Groves adds, there’s “overwhelming public duty on the Crown” to ensure there’s access to Crown land and lakes, i.e. to make sure public land isn’t landlocked by surrounding private property owners.
ORIGINAL: 10:30 AM
A decision is expected to come down in Kamloops Supreme Court late this morning on a longstanding civil lawsuit in the Nicola Valley, which is expected to be “precedent-setting” for the public’s right to access Crown land.
The Nicola Valley Fish and Game Club sued Douglas Lake Cattle Company in January of last year, alleging the company has blocked off access to the public Minnie and Stoney lakes, located south of Quilchena off of Highway 5A.
A trial followed on the matter which lasted four weeks, ending in February 2017, and Justice Joel Groves will give his decision today on the case.

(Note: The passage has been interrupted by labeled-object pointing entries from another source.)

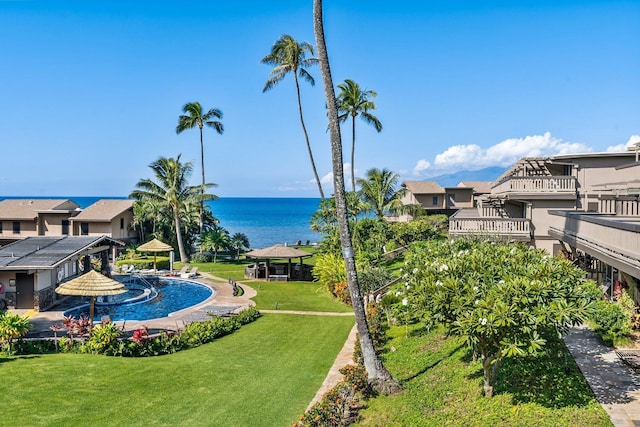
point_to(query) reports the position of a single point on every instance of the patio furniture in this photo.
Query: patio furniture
(190, 275)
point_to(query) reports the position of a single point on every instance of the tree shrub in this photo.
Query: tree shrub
(611, 321)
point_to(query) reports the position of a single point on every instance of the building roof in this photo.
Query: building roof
(104, 210)
(28, 209)
(480, 187)
(423, 187)
(46, 252)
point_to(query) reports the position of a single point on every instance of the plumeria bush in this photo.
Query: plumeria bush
(503, 299)
(107, 338)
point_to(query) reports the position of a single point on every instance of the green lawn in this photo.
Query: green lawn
(443, 386)
(305, 296)
(263, 375)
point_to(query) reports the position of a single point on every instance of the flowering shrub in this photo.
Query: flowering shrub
(332, 410)
(503, 299)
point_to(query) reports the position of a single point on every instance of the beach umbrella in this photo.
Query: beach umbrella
(154, 246)
(278, 252)
(91, 284)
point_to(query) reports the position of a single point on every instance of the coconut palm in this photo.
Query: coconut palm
(194, 117)
(378, 375)
(171, 190)
(353, 102)
(379, 191)
(290, 56)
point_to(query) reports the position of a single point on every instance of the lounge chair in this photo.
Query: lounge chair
(190, 275)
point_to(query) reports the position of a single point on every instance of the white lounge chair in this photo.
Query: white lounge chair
(190, 275)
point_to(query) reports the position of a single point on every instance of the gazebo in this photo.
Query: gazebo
(155, 246)
(91, 284)
(276, 252)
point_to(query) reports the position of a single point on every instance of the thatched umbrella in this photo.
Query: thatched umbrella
(91, 284)
(154, 246)
(278, 252)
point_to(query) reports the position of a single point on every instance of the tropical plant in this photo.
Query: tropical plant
(171, 191)
(379, 190)
(290, 56)
(239, 242)
(325, 218)
(352, 102)
(504, 300)
(12, 327)
(214, 240)
(378, 375)
(192, 117)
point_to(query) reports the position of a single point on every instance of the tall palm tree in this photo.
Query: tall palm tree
(193, 117)
(290, 56)
(353, 101)
(378, 375)
(171, 190)
(379, 191)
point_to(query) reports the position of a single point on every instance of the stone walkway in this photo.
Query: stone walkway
(615, 384)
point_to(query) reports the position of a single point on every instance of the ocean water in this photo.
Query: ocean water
(265, 220)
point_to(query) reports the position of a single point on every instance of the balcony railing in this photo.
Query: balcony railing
(537, 184)
(517, 228)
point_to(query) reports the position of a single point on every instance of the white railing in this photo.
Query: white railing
(513, 227)
(536, 184)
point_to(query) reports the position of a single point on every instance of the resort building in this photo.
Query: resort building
(583, 206)
(108, 217)
(435, 199)
(31, 268)
(20, 218)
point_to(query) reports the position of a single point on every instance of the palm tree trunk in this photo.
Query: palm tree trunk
(353, 152)
(202, 190)
(378, 375)
(176, 218)
(306, 136)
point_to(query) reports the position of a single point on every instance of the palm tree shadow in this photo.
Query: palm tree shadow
(434, 364)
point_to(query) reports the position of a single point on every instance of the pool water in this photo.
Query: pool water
(173, 295)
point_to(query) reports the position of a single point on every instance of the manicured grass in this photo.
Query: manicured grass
(304, 296)
(443, 386)
(225, 268)
(263, 375)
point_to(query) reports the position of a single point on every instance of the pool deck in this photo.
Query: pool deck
(223, 297)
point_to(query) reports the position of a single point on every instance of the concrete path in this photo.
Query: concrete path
(615, 384)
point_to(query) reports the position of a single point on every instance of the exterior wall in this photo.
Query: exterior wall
(27, 229)
(51, 225)
(459, 198)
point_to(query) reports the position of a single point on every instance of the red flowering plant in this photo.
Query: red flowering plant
(140, 335)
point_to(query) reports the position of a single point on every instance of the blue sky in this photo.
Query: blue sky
(90, 92)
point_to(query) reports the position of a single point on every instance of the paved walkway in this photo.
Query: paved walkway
(615, 384)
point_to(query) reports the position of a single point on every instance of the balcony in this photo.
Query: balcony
(611, 238)
(528, 187)
(508, 228)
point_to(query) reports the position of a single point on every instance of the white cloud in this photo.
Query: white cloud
(503, 154)
(633, 139)
(421, 166)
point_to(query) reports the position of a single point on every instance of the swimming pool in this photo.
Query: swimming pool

Douglas Lake Cattle Co., one of North America’s largest cattle company’s, owns land that surrounds Crown land to those two lakes, and the Fish and Game Club says they have long been blocking public use of the lakes.

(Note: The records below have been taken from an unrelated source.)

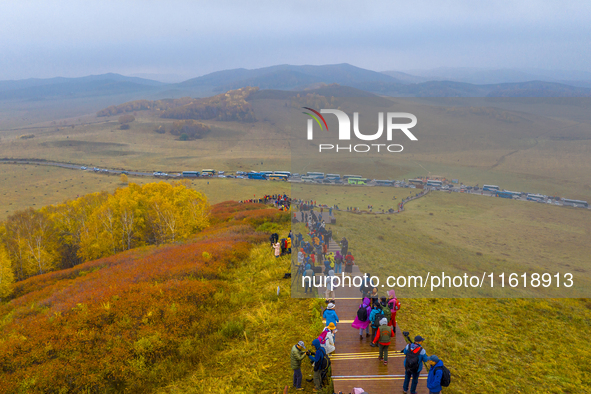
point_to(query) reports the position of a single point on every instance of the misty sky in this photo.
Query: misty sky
(184, 39)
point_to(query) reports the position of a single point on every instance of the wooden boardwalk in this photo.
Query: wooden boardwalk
(355, 363)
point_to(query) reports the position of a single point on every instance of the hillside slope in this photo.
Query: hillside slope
(142, 319)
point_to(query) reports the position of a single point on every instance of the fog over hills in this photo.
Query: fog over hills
(442, 82)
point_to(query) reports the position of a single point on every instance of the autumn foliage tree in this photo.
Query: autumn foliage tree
(99, 225)
(192, 129)
(6, 274)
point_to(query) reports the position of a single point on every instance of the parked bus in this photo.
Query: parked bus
(256, 175)
(575, 203)
(356, 181)
(277, 177)
(333, 176)
(503, 194)
(384, 182)
(535, 197)
(190, 174)
(283, 173)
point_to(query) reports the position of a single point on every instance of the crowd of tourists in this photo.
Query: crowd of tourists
(375, 312)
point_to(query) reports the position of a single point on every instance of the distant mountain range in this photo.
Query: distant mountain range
(445, 82)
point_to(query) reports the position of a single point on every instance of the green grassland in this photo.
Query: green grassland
(457, 233)
(500, 345)
(517, 145)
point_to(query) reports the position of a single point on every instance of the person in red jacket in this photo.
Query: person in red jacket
(394, 306)
(383, 337)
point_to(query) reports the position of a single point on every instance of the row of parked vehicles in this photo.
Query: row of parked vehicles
(320, 177)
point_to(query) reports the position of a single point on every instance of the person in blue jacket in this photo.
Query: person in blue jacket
(317, 359)
(435, 374)
(330, 314)
(374, 311)
(415, 354)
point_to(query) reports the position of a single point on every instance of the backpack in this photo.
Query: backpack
(383, 336)
(376, 319)
(387, 312)
(394, 305)
(412, 359)
(445, 377)
(362, 313)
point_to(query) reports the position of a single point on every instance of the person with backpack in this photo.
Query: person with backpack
(277, 247)
(374, 317)
(329, 293)
(309, 272)
(330, 315)
(319, 358)
(394, 306)
(328, 344)
(413, 364)
(338, 262)
(383, 337)
(298, 353)
(362, 319)
(274, 238)
(344, 246)
(439, 376)
(349, 259)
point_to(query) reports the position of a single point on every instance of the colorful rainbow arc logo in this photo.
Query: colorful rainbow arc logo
(315, 118)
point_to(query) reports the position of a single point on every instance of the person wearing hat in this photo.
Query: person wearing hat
(309, 273)
(328, 344)
(435, 375)
(383, 337)
(329, 293)
(298, 353)
(330, 314)
(413, 364)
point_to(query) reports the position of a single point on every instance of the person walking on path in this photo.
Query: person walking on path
(394, 306)
(318, 360)
(329, 293)
(435, 375)
(375, 317)
(383, 337)
(362, 319)
(338, 262)
(330, 315)
(329, 345)
(309, 273)
(297, 355)
(344, 246)
(413, 364)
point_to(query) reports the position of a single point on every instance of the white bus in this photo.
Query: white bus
(282, 173)
(536, 197)
(315, 174)
(575, 203)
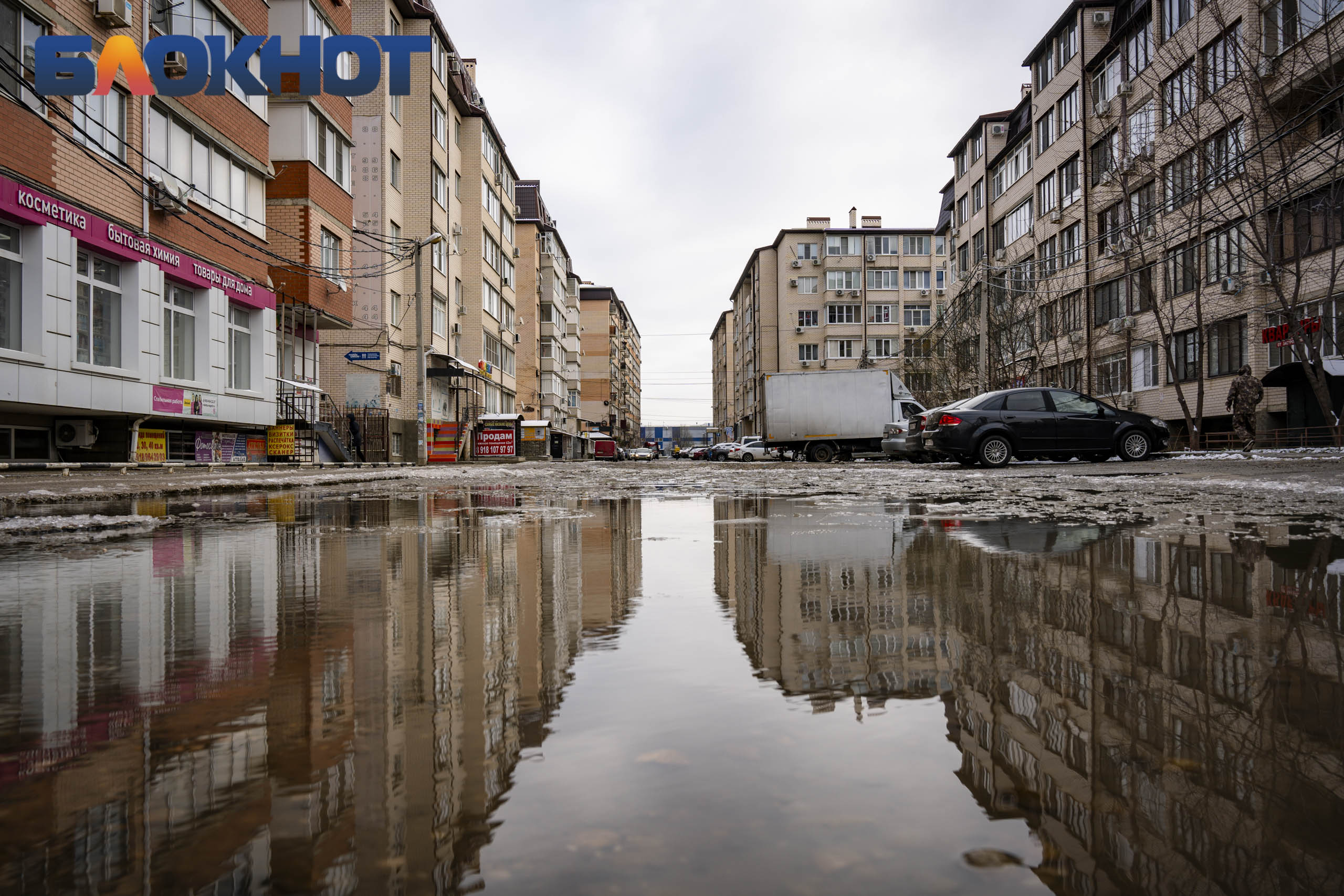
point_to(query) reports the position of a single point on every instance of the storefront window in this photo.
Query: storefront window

Speaking on the NL Morning News today, Rick McGowan, a member of the club in the Nicola Valley, says they have been pursuing access to the lakes for more than eight years, and called this case “precedent setting.”
“In the Nicola Valley alone, there’s upwards of 30 lakes and many, many tracks of Crown land that are locked,” McGowan says.
“As far as what we’re hoping to come out of it, is right now our club feels that the different ministries and the B.C. government, it’s their responsibility and mandate to look after all the natural resources of British Columbia for all the people of British Columbia, but that is in fact not what’s happening.
“In the areas of fishing and access to public lakes, we’re hoping that in the future, for our grandchildren and many generations to come, that there still will be free, unfettered access to these public places.”
The Cattle Company considers the lakes to be theirs, claiming they were man-made over many years. However, the Fish and Game Club says the lakes are natural and have natural inflows, and says the public, therefore, needs road access to cross through the Cattle Company’s property and access those lakes.